After you've restarted Elasticsearch, you should see a file gc.log in /var/log/elasticsearch.

Daniel

Hi,

in the output that you've shared privately with me we can see:

        "gc_collectors" : [
          "PS Scavenge",
          "PS MarkSweep"
        ]

This means that the CMS garbage collector is in use. This is because you're running on JDK 8 and it is the default garbage collector there. The provided JVM options are (I've omitted any system properties):

        "input_arguments" : [
          "-Xms29500m",
          "-Xmx29500m"
        ]

This is very minimal (even the GC is unspecified) so it appears to me you have a very non-standard jvm.options file. I suggest you compare your jvm.options file with Elasticsearch's default jvm.options file for version 6.6 and add any missing lines. Note that that file is only a template, so you need to ensure to replace any placeholders (e.g. ${heap.dump.path}) with proper paths on your system (see the comments in the file for guidance).

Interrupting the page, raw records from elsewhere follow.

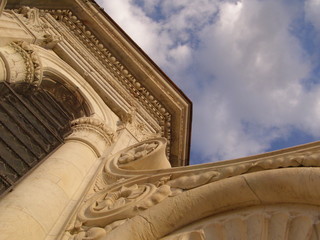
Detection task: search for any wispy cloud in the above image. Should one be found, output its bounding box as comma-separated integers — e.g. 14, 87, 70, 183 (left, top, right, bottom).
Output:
100, 0, 320, 163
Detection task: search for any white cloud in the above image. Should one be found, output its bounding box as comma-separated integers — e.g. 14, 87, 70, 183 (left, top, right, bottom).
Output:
97, 0, 320, 163
305, 0, 320, 29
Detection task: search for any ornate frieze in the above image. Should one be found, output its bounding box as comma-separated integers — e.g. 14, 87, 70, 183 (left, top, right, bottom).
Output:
41, 10, 172, 156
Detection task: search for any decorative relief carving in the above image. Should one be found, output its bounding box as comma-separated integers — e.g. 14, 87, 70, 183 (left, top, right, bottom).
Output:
119, 108, 162, 142
64, 140, 320, 240
68, 183, 171, 240
15, 6, 62, 48
45, 7, 171, 156
0, 41, 42, 86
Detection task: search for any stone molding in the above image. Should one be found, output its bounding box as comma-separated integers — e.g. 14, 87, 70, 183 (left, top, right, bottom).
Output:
14, 6, 62, 49
0, 41, 43, 86
0, 0, 7, 17
41, 10, 172, 159
66, 117, 116, 157
66, 140, 320, 240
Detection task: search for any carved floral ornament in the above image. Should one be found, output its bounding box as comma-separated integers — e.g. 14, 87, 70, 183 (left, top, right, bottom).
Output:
66, 138, 320, 240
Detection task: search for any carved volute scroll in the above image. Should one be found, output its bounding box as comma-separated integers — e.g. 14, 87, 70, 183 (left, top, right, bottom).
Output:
66, 117, 116, 157
0, 41, 43, 86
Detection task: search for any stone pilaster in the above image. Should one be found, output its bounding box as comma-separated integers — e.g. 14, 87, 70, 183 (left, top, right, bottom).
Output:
0, 118, 113, 240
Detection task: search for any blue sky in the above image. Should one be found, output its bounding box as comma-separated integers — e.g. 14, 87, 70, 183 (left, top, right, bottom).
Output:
98, 0, 320, 164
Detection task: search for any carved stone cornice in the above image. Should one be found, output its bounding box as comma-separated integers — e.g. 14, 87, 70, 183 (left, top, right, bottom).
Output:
66, 117, 115, 157
0, 41, 43, 86
41, 10, 172, 159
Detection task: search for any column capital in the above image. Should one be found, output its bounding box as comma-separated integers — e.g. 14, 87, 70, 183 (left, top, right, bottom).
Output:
0, 41, 43, 86
66, 117, 115, 157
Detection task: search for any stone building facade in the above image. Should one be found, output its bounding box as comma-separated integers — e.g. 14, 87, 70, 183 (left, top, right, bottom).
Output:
0, 0, 320, 240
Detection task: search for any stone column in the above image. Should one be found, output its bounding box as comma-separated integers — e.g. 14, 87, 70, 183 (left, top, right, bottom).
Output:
0, 117, 114, 240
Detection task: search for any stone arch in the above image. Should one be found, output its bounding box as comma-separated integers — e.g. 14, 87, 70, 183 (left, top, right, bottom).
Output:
104, 167, 320, 240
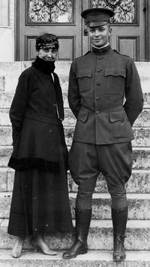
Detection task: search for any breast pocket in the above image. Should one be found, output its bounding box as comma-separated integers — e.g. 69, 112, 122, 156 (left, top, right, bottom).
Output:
104, 68, 126, 94
77, 71, 92, 92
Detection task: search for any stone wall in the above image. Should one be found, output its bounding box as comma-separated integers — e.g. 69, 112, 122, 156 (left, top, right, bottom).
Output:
0, 0, 15, 62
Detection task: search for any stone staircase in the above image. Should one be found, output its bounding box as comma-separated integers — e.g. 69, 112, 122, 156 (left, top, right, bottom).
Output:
0, 62, 150, 267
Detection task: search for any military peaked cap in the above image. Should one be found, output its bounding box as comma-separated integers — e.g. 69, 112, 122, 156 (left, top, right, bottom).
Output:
81, 8, 114, 27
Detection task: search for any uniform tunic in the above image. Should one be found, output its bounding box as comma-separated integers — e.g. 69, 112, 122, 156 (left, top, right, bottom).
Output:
68, 46, 143, 209
68, 47, 143, 145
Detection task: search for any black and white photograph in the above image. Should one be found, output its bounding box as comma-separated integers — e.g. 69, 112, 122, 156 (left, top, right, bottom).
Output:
0, 0, 150, 267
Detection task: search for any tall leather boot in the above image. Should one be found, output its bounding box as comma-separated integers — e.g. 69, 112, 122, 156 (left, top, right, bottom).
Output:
112, 207, 128, 262
63, 209, 92, 259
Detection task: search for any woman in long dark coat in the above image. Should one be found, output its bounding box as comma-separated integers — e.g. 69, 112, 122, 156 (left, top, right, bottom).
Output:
8, 34, 72, 257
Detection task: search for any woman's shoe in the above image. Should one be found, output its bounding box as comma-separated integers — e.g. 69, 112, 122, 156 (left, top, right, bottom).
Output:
12, 237, 24, 258
33, 237, 57, 256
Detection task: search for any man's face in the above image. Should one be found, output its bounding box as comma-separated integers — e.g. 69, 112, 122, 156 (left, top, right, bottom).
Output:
38, 47, 58, 61
88, 24, 111, 47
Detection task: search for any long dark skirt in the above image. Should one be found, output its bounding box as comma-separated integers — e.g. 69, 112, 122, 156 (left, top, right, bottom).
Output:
8, 169, 72, 238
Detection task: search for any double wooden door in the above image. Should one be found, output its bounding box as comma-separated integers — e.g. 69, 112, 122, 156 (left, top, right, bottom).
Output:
16, 0, 150, 61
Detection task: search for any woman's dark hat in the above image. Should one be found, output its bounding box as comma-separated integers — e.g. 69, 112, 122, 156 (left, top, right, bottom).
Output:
36, 33, 59, 51
81, 8, 114, 27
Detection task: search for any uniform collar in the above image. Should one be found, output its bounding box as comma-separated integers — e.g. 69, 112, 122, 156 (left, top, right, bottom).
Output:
32, 57, 55, 75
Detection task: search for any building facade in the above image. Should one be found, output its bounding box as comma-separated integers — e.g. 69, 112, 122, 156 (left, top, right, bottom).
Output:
0, 0, 150, 61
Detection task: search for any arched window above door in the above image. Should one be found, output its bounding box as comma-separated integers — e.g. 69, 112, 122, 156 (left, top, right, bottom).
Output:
26, 0, 74, 25
90, 0, 137, 24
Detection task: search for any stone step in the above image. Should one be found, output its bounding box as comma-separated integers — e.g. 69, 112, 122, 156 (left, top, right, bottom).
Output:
0, 126, 150, 147
0, 192, 150, 220
68, 170, 150, 194
0, 249, 150, 267
69, 193, 150, 220
0, 167, 150, 193
0, 146, 150, 170
0, 219, 150, 251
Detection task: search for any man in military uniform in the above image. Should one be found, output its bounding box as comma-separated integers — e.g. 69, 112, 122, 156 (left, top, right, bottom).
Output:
63, 8, 143, 262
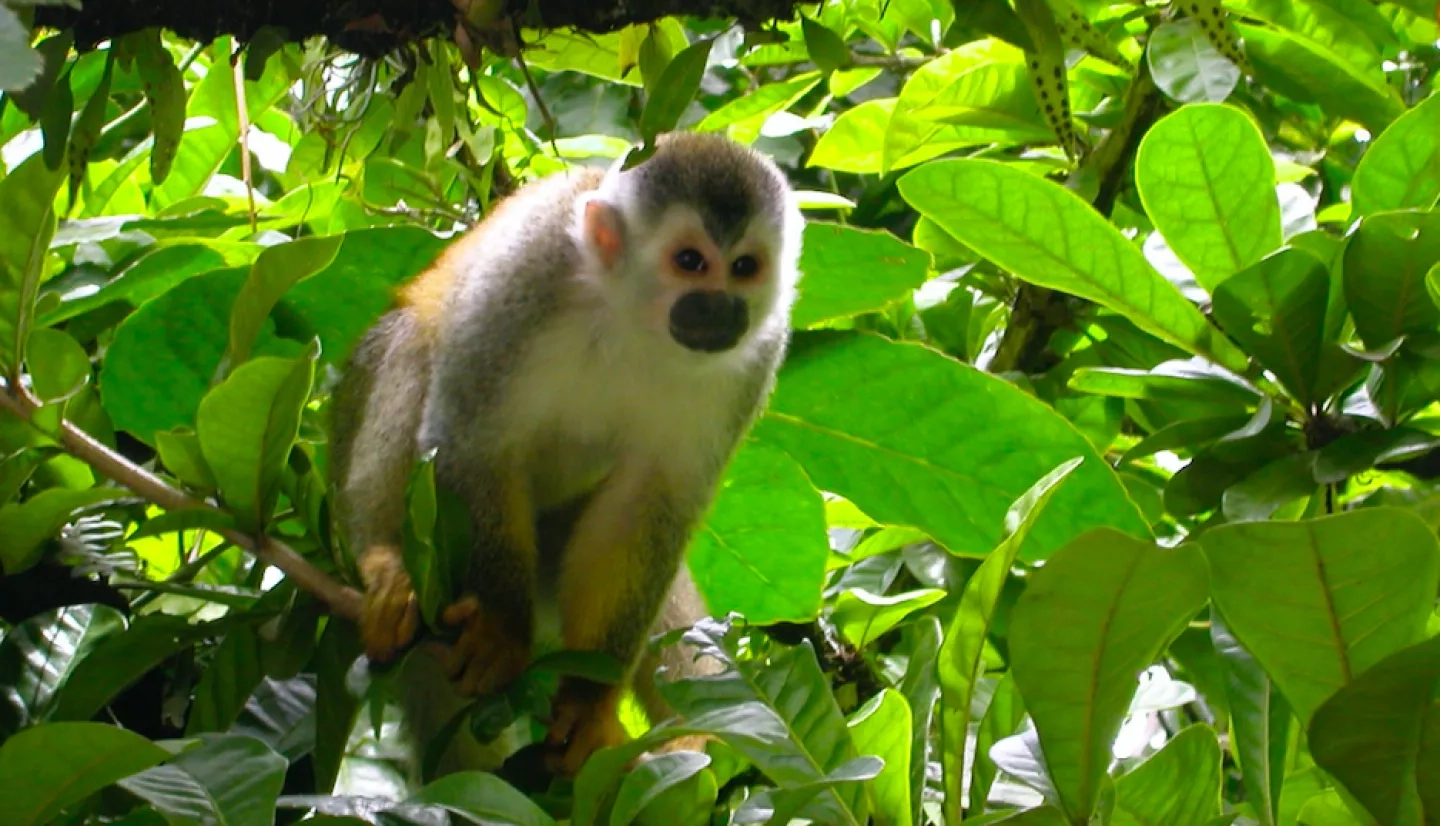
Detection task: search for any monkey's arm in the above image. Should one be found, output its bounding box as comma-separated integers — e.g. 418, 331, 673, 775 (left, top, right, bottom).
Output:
331, 311, 431, 662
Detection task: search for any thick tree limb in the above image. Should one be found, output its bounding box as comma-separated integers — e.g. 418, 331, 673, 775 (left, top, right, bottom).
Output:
35, 0, 798, 58
0, 387, 361, 620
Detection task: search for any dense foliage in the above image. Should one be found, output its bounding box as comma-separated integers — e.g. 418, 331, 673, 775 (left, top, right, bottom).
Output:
0, 0, 1440, 826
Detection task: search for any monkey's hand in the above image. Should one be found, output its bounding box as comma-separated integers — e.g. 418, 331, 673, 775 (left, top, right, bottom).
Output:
441, 596, 530, 695
360, 545, 420, 663
546, 679, 629, 777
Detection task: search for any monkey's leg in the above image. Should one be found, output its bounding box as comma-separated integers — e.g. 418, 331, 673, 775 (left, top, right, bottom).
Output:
547, 463, 690, 776
331, 312, 431, 662
436, 466, 536, 695
632, 561, 723, 753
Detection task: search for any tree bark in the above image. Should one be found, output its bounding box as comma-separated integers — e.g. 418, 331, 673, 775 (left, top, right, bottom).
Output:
35, 0, 798, 58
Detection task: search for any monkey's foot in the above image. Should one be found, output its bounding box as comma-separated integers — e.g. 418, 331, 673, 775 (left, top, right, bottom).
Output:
546, 681, 629, 777
360, 545, 420, 663
441, 597, 530, 695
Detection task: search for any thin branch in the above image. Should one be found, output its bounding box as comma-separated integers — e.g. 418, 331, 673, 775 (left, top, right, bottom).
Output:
0, 384, 361, 620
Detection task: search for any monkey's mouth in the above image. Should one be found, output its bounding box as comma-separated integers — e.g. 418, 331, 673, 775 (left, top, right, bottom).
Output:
670, 289, 750, 353
670, 324, 742, 353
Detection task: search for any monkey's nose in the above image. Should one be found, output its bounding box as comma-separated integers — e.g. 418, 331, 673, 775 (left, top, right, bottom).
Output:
670, 289, 750, 353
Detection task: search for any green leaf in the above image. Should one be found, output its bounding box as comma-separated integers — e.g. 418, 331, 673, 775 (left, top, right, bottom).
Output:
120, 734, 287, 826
222, 236, 344, 373
1345, 212, 1440, 350
831, 589, 945, 648
1210, 612, 1290, 826
0, 722, 170, 826
40, 242, 247, 327
936, 459, 1081, 819
688, 440, 829, 623
696, 72, 824, 132
1009, 535, 1208, 823
1351, 92, 1440, 216
156, 429, 219, 494
639, 39, 714, 141
0, 488, 128, 576
0, 6, 45, 92
1115, 724, 1221, 826
754, 332, 1149, 564
1201, 508, 1440, 721
1309, 637, 1440, 825
900, 158, 1247, 371
611, 751, 710, 826
791, 222, 930, 330
405, 771, 554, 826
850, 688, 913, 826
881, 40, 1054, 173
196, 348, 315, 530
24, 328, 91, 403
184, 627, 265, 737
1145, 17, 1240, 104
1236, 23, 1404, 132
1135, 104, 1280, 291
801, 14, 850, 73
0, 604, 125, 728
52, 614, 265, 720
1212, 248, 1345, 406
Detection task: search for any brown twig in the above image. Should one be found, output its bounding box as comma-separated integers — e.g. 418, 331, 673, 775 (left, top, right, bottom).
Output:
0, 384, 361, 620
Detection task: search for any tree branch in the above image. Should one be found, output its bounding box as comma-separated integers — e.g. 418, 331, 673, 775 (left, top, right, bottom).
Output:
989, 65, 1165, 374
0, 384, 361, 620
35, 0, 798, 58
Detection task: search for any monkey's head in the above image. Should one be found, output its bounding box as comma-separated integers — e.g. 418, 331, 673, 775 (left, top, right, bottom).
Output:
576, 132, 804, 354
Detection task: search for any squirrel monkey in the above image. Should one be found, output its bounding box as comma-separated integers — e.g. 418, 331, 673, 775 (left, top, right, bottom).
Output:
331, 132, 804, 774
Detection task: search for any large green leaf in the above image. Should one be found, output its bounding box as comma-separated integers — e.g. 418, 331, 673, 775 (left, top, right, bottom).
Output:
1145, 17, 1240, 104
0, 722, 170, 826
756, 332, 1149, 561
936, 459, 1080, 820
573, 620, 878, 826
1009, 535, 1205, 823
900, 158, 1246, 371
1201, 508, 1440, 721
196, 350, 315, 530
1309, 636, 1440, 826
1210, 612, 1290, 826
0, 604, 125, 731
1345, 212, 1440, 350
1214, 248, 1345, 406
1236, 23, 1404, 132
791, 222, 930, 328
120, 734, 287, 826
688, 440, 829, 623
1135, 104, 1280, 291
225, 236, 344, 370
850, 688, 913, 826
0, 488, 128, 574
52, 613, 268, 720
271, 226, 446, 366
1113, 725, 1221, 826
1351, 92, 1440, 214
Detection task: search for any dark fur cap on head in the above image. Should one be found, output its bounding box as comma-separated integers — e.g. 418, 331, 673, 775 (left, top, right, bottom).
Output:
622, 132, 789, 246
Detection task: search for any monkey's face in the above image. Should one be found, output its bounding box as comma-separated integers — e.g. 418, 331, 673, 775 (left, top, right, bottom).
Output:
642, 210, 780, 353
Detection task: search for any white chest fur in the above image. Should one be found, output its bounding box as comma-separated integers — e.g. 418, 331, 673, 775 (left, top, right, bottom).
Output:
504, 305, 746, 508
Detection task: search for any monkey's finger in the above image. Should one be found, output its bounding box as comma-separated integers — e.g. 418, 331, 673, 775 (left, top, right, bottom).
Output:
441, 597, 480, 626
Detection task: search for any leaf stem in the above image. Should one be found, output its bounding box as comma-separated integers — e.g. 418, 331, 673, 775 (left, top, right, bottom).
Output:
0, 383, 361, 620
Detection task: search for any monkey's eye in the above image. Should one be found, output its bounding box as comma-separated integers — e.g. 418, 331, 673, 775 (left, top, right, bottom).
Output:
675, 246, 706, 272
730, 255, 760, 278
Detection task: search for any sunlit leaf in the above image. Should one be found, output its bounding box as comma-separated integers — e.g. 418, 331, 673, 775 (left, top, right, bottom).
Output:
1201, 508, 1440, 721
900, 160, 1246, 370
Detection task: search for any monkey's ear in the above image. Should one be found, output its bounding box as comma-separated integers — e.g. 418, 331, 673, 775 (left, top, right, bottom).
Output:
579, 197, 625, 269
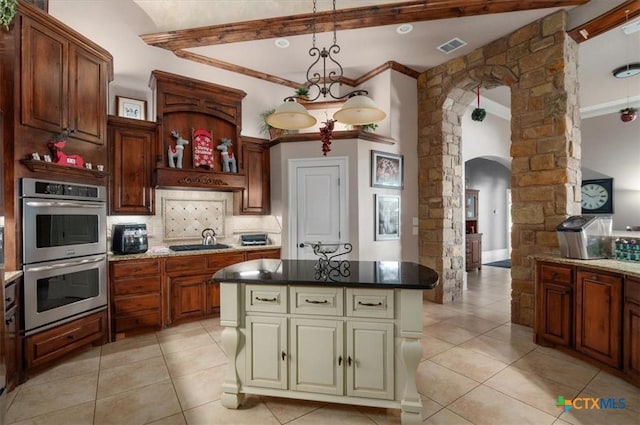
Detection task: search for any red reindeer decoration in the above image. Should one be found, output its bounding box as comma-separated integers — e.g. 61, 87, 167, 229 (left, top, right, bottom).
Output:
47, 140, 84, 168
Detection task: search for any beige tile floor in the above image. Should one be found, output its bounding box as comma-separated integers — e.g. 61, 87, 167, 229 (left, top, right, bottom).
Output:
7, 266, 640, 425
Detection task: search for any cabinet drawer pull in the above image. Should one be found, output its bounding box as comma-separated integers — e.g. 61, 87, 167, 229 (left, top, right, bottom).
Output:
358, 301, 382, 307
256, 297, 278, 303
304, 300, 329, 304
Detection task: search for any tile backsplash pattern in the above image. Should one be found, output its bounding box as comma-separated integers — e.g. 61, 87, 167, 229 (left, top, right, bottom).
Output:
107, 189, 282, 247
162, 198, 226, 241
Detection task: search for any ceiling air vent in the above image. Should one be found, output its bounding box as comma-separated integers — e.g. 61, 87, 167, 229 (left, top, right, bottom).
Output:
438, 37, 467, 54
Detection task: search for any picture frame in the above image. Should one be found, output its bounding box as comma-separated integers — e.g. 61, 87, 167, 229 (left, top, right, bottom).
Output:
371, 150, 404, 189
116, 96, 147, 120
374, 194, 400, 241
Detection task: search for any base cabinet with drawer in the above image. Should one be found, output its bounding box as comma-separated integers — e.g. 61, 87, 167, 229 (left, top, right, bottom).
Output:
221, 282, 422, 423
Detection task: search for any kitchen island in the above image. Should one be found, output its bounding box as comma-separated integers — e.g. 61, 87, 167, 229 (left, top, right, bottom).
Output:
213, 259, 438, 424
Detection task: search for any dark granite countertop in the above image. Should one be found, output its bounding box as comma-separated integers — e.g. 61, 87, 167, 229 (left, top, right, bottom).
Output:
213, 259, 438, 289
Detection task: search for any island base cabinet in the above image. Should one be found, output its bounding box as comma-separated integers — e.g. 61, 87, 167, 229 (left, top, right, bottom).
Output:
220, 282, 422, 425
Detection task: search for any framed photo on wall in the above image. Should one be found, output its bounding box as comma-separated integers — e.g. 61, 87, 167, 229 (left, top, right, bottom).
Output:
371, 150, 404, 189
374, 194, 400, 241
116, 96, 147, 120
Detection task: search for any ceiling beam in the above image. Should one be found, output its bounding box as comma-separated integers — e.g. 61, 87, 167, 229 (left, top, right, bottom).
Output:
140, 0, 589, 51
567, 0, 640, 43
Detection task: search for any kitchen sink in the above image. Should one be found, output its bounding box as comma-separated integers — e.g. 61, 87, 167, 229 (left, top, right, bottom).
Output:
169, 243, 231, 251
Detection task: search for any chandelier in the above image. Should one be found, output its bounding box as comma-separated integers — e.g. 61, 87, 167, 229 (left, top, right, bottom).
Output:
266, 0, 387, 130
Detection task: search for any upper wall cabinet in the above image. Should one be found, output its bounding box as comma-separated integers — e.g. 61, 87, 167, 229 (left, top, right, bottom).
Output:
21, 6, 111, 145
150, 71, 246, 191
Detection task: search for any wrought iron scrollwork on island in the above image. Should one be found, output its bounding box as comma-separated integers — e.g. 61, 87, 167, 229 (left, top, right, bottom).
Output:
300, 242, 353, 281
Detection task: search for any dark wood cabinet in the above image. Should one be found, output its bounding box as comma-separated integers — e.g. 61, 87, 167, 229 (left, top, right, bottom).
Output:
234, 137, 271, 214
622, 278, 640, 385
465, 233, 482, 271
108, 116, 157, 215
534, 263, 574, 347
109, 258, 164, 339
150, 70, 246, 191
25, 309, 108, 371
575, 270, 622, 367
21, 7, 111, 145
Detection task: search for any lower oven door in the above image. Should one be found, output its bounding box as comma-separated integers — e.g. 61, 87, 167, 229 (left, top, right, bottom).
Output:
24, 254, 107, 335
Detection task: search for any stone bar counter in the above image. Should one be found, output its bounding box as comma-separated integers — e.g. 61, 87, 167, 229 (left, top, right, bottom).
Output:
213, 259, 438, 425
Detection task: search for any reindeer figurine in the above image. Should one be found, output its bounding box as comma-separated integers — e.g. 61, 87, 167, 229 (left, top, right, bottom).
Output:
167, 130, 189, 168
216, 137, 238, 173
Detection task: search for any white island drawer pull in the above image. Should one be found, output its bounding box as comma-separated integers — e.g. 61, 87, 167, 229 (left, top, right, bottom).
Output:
304, 299, 329, 304
256, 297, 278, 303
358, 301, 384, 307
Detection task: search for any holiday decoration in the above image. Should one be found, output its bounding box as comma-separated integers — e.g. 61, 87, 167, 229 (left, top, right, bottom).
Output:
320, 120, 335, 156
193, 130, 213, 169
471, 86, 487, 121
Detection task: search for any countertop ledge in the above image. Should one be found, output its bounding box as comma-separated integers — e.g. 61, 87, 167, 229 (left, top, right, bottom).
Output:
531, 254, 640, 279
108, 245, 281, 261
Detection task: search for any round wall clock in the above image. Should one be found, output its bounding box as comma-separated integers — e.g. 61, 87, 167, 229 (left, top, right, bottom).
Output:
581, 179, 613, 214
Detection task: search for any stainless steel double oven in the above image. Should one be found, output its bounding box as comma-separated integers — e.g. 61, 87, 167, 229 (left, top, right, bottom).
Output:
21, 178, 107, 335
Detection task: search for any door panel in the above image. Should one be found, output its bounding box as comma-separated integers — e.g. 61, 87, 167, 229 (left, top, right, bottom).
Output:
297, 165, 341, 259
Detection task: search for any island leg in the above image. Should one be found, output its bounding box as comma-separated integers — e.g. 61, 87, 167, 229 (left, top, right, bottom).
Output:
220, 328, 244, 409
400, 338, 422, 425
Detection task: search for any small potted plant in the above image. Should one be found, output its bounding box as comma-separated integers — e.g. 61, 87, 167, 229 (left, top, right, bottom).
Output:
620, 107, 638, 122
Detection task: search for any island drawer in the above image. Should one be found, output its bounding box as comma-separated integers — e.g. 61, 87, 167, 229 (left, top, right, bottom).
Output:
245, 285, 287, 313
347, 288, 394, 319
290, 286, 344, 316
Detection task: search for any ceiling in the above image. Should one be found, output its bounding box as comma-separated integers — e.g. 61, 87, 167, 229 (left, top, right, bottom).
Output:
126, 0, 640, 114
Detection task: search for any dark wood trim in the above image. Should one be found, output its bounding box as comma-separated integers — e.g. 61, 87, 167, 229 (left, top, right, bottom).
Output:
567, 0, 640, 43
269, 130, 396, 147
140, 0, 588, 51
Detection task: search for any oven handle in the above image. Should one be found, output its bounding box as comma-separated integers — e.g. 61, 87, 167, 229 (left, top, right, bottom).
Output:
26, 201, 104, 208
27, 257, 104, 272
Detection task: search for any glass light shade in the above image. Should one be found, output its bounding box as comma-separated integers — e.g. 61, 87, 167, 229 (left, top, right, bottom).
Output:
266, 102, 317, 130
333, 95, 387, 125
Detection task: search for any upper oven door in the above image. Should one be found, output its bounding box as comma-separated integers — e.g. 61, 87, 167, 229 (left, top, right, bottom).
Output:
22, 198, 107, 264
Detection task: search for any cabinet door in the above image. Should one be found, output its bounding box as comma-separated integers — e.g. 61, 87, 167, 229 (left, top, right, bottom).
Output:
109, 117, 155, 215
576, 270, 622, 367
21, 17, 69, 133
290, 318, 346, 395
68, 44, 109, 145
346, 321, 395, 400
246, 316, 288, 389
623, 279, 640, 385
238, 142, 271, 214
169, 274, 206, 322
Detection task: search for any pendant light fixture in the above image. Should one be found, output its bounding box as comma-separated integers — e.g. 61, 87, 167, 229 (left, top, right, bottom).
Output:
266, 0, 387, 130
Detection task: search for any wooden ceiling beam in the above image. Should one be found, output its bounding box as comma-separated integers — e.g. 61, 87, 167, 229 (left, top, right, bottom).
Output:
567, 0, 640, 43
140, 0, 589, 51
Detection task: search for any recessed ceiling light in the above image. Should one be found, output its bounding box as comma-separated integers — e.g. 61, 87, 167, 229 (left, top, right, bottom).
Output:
396, 24, 413, 34
611, 63, 640, 78
273, 38, 290, 49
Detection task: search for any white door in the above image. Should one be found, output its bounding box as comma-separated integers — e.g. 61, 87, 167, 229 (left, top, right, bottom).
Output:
289, 158, 348, 259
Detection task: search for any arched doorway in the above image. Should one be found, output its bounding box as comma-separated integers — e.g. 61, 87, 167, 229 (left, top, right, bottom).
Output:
418, 11, 581, 326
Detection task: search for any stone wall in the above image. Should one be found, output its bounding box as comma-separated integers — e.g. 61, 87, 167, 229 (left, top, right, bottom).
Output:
418, 11, 581, 326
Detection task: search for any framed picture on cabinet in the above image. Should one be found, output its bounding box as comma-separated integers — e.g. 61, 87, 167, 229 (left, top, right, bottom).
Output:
116, 96, 147, 120
371, 150, 404, 189
374, 194, 400, 241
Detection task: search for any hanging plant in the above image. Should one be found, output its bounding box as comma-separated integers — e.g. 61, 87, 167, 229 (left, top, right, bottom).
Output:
471, 85, 487, 121
620, 108, 638, 122
0, 0, 18, 31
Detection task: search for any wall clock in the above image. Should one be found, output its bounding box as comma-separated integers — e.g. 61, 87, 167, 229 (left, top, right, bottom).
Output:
582, 179, 613, 214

After you've done this, you should have:

  • Correct system properties set (you're missing several of them, e.g. -Dio.netty.noUnsafe=true)
  • JVM options are set so you will have garbage collection logs and also the garbage collector is explicitly configured instead of implicitly chosen by the JVM (this could bite you when upgrading the JVM).

If in doubt you can always share any files or output privately.

Daniel

1 Like

This topic was automatically closed 28 days after the last reply. New replies are no longer allowed.